In order to ensure that the operations of the educational institution run smoothly, these key administrators perform a variety of duties. These include hiring and supervising teachers, creating school rules and policies, planning academic calendars, and overseeing student recruitment and admissions. They frequently serve as a supervisor for managers and support other faculty, such as librarians, coaches, teachers, and aids. They may also be expected to get involved in public relations and oversee other services such as financial aid and campus housing.
Successful administrators are skilled leaders with strong communication, organization, and time-management skills. They are comfortable making both day-to-day and long-term decisions. They also interact effectively with students, parents, teachers, and community members.
In most states, if you're looking to be an education administrator, you'll need a Bachelor's degree in either education or a major relating to a school subject you will teach, a teaching certificate or license, a Master's degree (or higher) in education leadership or administration and a principal's certificate or license. Most education requirements to work in private schools or higher education will be the same but the licensing requirements may vary based on the organization.
There is more than meets the eye when it comes to being an educational administrator. For example, did you know that they make an average of $30.61 an hour? That's $63,673 a year!
Between 2018 and 2028, the career is expected to grow 4% and produce 11,200 job opportunities across the U.S.
There are certain skills that many educational administrators have in order to accomplish their responsibilities. By taking a look through resumes, we were able to narrow down the most common skills for a person in this position. We discovered that a lot of resumes listed decision-making skills, problem-solving skills and leadership skills.
When it comes to the most important skills required to be an educational administrator, we found that a lot of resumes listed 28.7% of educational administrators included online, while 17.0% of resumes included professional development, and 4.7% of resumes included special education. Hard skills like these are helpful to have when it comes to performing essential job responsibilities.
When it comes to searching for a job, many search for a key term or phrase. Instead, it might be more helpful to search by industry, as you might be missing jobs that you never thought about in industries that you didn't even think offered positions related to the educational administrator job title. But what industry to start with? Most educational administrators actually find jobs in the education and non profits industries.

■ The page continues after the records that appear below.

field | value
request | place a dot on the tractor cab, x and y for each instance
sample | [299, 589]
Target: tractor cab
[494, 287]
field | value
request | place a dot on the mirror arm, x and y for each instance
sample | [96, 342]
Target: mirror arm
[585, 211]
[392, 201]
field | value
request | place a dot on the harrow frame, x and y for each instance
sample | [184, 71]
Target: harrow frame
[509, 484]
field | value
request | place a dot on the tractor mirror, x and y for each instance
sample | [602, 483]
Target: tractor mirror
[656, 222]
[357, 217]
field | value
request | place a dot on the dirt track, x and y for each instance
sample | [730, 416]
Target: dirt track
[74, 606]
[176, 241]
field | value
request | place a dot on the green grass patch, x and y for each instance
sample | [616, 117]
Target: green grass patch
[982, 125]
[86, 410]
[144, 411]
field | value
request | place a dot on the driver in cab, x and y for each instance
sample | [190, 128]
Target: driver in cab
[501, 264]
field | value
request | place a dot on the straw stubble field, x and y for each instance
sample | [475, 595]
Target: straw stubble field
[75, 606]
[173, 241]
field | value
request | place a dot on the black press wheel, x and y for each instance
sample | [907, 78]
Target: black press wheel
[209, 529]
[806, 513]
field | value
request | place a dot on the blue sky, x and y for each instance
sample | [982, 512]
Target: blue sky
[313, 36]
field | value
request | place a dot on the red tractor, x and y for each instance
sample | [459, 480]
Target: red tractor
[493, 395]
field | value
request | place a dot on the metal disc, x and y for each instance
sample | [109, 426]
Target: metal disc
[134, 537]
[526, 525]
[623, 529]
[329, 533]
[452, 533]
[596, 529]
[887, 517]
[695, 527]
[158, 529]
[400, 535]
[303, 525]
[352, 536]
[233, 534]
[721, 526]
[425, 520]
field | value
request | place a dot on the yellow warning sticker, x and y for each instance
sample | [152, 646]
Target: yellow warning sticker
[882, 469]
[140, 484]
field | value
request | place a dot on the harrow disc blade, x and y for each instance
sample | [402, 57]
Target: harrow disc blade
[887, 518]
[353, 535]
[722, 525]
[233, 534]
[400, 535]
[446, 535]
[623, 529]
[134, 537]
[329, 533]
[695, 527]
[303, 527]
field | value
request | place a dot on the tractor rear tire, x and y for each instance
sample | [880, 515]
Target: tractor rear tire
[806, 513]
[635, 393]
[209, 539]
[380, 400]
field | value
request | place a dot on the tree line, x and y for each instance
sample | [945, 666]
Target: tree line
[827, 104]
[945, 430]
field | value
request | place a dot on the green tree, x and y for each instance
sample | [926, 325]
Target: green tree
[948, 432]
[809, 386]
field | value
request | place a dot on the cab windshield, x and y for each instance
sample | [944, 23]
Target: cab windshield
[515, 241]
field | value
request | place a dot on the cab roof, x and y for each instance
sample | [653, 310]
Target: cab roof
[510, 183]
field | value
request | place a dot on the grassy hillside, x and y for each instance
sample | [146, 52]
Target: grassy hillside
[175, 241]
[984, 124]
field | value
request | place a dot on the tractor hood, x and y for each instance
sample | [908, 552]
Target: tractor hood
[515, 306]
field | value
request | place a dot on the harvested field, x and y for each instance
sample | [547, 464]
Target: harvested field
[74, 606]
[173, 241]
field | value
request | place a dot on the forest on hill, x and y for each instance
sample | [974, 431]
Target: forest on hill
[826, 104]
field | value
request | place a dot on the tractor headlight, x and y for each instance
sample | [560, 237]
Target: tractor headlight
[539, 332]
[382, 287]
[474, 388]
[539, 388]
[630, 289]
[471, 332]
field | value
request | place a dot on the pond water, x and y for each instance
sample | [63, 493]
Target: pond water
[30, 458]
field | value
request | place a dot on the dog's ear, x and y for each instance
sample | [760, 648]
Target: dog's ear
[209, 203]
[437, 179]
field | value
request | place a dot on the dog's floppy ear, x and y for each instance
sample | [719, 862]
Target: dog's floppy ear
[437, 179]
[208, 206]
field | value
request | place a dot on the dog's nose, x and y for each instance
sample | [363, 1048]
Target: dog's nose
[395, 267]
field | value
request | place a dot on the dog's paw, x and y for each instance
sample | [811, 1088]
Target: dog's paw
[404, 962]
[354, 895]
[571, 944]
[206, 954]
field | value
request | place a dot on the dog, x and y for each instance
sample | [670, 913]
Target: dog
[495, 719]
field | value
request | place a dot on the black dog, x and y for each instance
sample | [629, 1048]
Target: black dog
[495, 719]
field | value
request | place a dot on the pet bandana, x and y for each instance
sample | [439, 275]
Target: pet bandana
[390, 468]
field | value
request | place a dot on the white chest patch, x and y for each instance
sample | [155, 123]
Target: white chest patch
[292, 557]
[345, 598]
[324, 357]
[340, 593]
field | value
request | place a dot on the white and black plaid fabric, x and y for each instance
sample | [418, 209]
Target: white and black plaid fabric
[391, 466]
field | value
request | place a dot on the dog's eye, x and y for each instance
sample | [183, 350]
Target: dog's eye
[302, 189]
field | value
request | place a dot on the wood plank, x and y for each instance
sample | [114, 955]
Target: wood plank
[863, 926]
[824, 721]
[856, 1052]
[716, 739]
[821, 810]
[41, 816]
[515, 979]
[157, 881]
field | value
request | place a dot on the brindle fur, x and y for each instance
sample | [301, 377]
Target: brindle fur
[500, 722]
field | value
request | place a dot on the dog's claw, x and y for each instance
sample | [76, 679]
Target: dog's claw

If you're interested in becoming an educational administrator, one of the first things to consider is how much education you need. We've determined that 54.2% of educational administrators have a bachelor's degree. In terms of higher education levels, we found that 17.1% of educational administrators have master's degrees. Even though most educational administrators have a college degree, it's possible to become one with only a high school degree or GED.
Choosing the right major is always an important step when researching how to become an educational administrator. When we researched the most common majors for an educational administrator, we found that they most commonly earn bachelor's degree degrees or master's degree degrees. Other degrees that we often see on educational administrator resumes include associate degree degrees or doctoral degree degrees.
You may find that experience in other jobs will help you become an educational administrator. In fact, many educational administrator jobs require experience in a role such as teacher. Meanwhile, many educational administrators also have previous career experience in roles such as administrative assistant or educator.